Tonight, the unthinkable became official. Israel and Lebanon, two states technically still at war, have put pen to paper on a historic framework deal. The agreement, negotiated in secret over the past eighteen months with Washington as the primary broker, was announced simultaneously from the Prime Minister’s Office in Jerusalem and the Grand Serail in Beirut. London was quick to offer its blessing, with the Foreign Office releasing a statement welcoming “a significant step towards regional stability.” But in the shadows of this diplomatic breakthrough, my sources warn: follow the money.
The deal is not a peace treaty. It is a framework for future negotiations, covering maritime border demarcation, water rights, and a security mechanism along the Blue Line. The core of the accord, according to documents I have reviewed, is the creation of a joint commission to oversee the development of natural gas fields in the disputed Mediterranean waters. This is where the real story begins. For years, the Leviathan and Karish fields have been the focus of intense corporate manoeuvring. US energy giant Noble Energy now Chevron has been a major player. The agreement locks in their drilling rights and essentially puts a friendly referee in charge. I have spoken to a former US diplomat who negotiated Middle East energy deals.

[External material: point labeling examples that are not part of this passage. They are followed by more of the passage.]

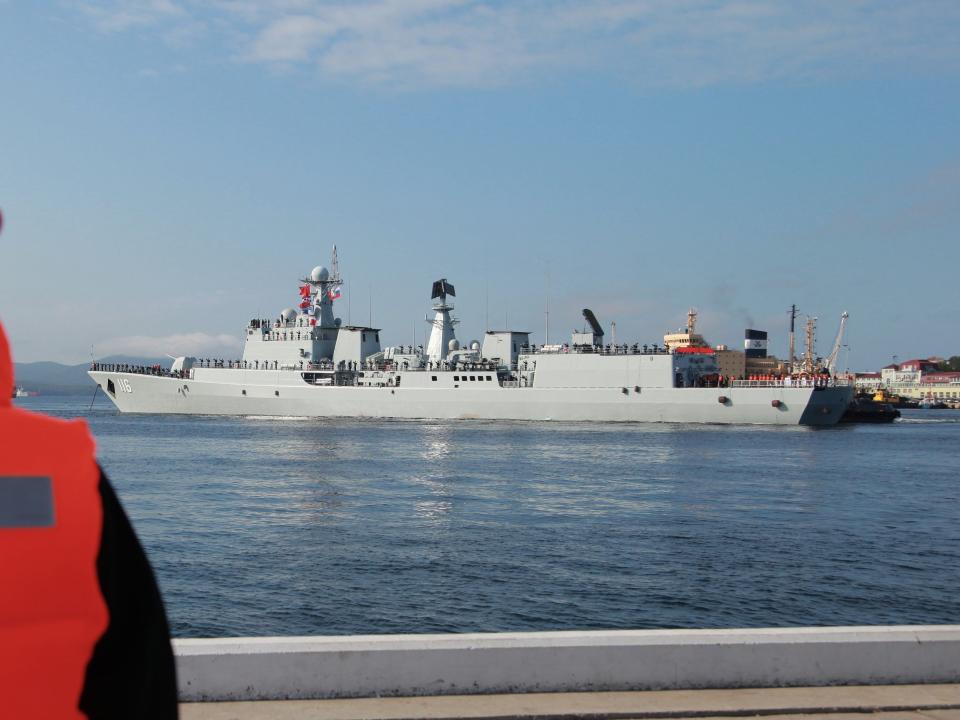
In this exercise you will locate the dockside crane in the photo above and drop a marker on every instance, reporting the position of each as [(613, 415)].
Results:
[(831, 363)]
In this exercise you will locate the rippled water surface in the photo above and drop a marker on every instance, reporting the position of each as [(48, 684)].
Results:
[(292, 526)]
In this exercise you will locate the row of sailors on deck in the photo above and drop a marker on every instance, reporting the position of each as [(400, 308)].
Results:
[(819, 380), (157, 370)]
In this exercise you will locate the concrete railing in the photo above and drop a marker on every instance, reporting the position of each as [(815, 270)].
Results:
[(409, 665)]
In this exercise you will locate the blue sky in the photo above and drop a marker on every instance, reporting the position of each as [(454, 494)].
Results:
[(169, 168)]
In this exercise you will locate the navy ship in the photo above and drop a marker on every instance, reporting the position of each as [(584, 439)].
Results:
[(306, 362)]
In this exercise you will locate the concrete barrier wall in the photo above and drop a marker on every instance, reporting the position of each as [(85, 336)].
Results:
[(406, 665)]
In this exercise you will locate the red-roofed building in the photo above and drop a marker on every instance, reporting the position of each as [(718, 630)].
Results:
[(920, 378)]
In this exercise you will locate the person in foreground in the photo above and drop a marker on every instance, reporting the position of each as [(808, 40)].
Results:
[(83, 632)]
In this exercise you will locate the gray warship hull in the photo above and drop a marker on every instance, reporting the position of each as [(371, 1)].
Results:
[(285, 394)]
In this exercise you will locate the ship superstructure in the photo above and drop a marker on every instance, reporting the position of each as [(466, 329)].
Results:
[(306, 362)]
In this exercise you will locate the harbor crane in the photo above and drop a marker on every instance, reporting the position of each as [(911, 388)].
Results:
[(831, 363)]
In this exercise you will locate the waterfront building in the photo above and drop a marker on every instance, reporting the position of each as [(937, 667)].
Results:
[(918, 379)]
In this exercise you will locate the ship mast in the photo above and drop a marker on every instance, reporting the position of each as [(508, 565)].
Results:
[(791, 351), (326, 286), (811, 331), (441, 334)]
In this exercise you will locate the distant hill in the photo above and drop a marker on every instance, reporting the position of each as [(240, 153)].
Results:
[(50, 378)]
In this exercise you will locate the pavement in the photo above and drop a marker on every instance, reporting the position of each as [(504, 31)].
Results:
[(861, 702)]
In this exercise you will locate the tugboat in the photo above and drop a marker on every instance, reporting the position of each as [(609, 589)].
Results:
[(865, 409)]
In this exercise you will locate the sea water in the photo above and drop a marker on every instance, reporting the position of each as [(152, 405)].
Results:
[(266, 526)]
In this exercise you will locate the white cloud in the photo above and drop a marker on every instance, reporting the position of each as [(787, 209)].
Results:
[(487, 42), (196, 344)]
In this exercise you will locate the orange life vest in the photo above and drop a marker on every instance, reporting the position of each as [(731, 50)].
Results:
[(52, 611)]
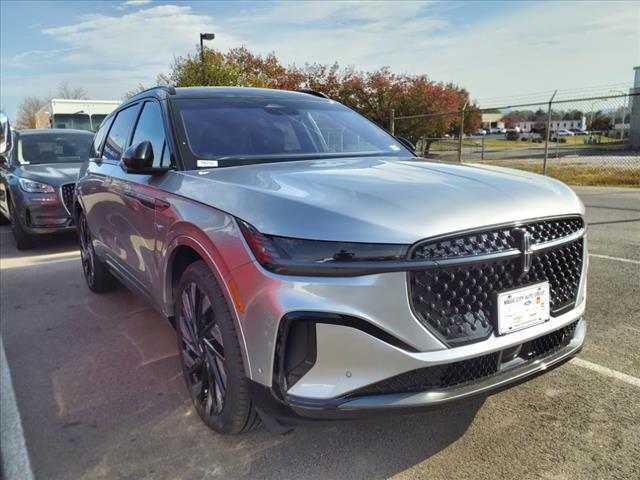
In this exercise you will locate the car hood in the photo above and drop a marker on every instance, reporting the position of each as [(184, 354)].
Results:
[(382, 200), (54, 174)]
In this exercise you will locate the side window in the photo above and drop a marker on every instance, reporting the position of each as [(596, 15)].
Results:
[(119, 133), (150, 129), (96, 149)]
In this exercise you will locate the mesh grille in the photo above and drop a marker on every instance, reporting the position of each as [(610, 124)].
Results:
[(457, 303), (67, 196), (456, 374), (495, 241)]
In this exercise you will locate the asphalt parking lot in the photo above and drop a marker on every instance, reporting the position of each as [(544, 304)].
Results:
[(101, 396)]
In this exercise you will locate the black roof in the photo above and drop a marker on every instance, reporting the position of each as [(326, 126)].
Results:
[(163, 92), (52, 131)]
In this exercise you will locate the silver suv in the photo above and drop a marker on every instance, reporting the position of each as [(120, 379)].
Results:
[(315, 268)]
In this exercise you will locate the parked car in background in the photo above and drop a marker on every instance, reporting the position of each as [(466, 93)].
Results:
[(579, 131), (315, 268), (563, 132), (38, 170), (512, 134)]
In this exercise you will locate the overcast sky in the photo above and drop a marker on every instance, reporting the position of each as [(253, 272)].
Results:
[(496, 50)]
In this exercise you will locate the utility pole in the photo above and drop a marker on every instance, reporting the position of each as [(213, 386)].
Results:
[(392, 121), (546, 141), (464, 107)]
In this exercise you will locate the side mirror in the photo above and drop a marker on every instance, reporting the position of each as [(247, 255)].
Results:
[(5, 135), (406, 143), (138, 158)]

He told me, “This isn’t about peace. It’s about hydrocarbon revenue sharing and ensuring the profits flow to the right bank accounts.”
What the public statement does not say is that the joint commission will be chaired by a US appointee, not a neutral UN official. The UK’s applause is predictable. London’s financial district has deep ties to the parties involved. Shell, BP, and several London-listed investment funds have been circling these fields for years. The Foreign Office’s warm welcome is less about stability and more about protecting those interests. One source inside the UK’s Middle East desk told me, “We were briefed weeks ago. The deal was inevitable. The question was who would get the biggest slice.”
The timing is curious. Both Netanyahu’s government and Lebanon’s caretaker cabinet are politically fragile. Netanyahu faces corruption trials. Lebanon is in economic collapse with its currency in freefall. This deal gives both leaders a lifeline. They can trumpet a foreign policy win while the real business of resource extraction proceeds with minimal oversight.
Already, Israeli press reports that construction of a new gas pipeline to a floating LNG facility will begin within six months. Lebanese officials promise that revenues will be used to rebuild infrastructure. But without a transparent auditing mechanism, who will ensure that? I have seen the annexes to the deal. They are thin on accountability. There is no mention of independent monitoring or public reporting. The terms are enforced by an arbitration panel whose members are appointed by the signatories. This is a recipe for a repeat of the corruption that has plagued Lebanon for decades.
Some critics in Tel Aviv and Beirut have already voiced alarm. But they are drowned out by the symphony of diplomatic praise. The US State Department called it “a model for conflict resolution.” The UN special coordinator for Lebanon echoed that sentiment. But I have been covering this region long enough to know that such grand pronouncements often precede quiet sellouts. This deal will not bring peace. It will entrench the economic interests of the few at the expense of the many. The signatories will have their pictures taken. The politicians will claim victory. And then, the real work of carving up the spoils will begin.
For now, the champagne corks pop in London, Washington, and the boardrooms of the oil majors. But I will keep watching the bank accounts. That is where the truth always lies.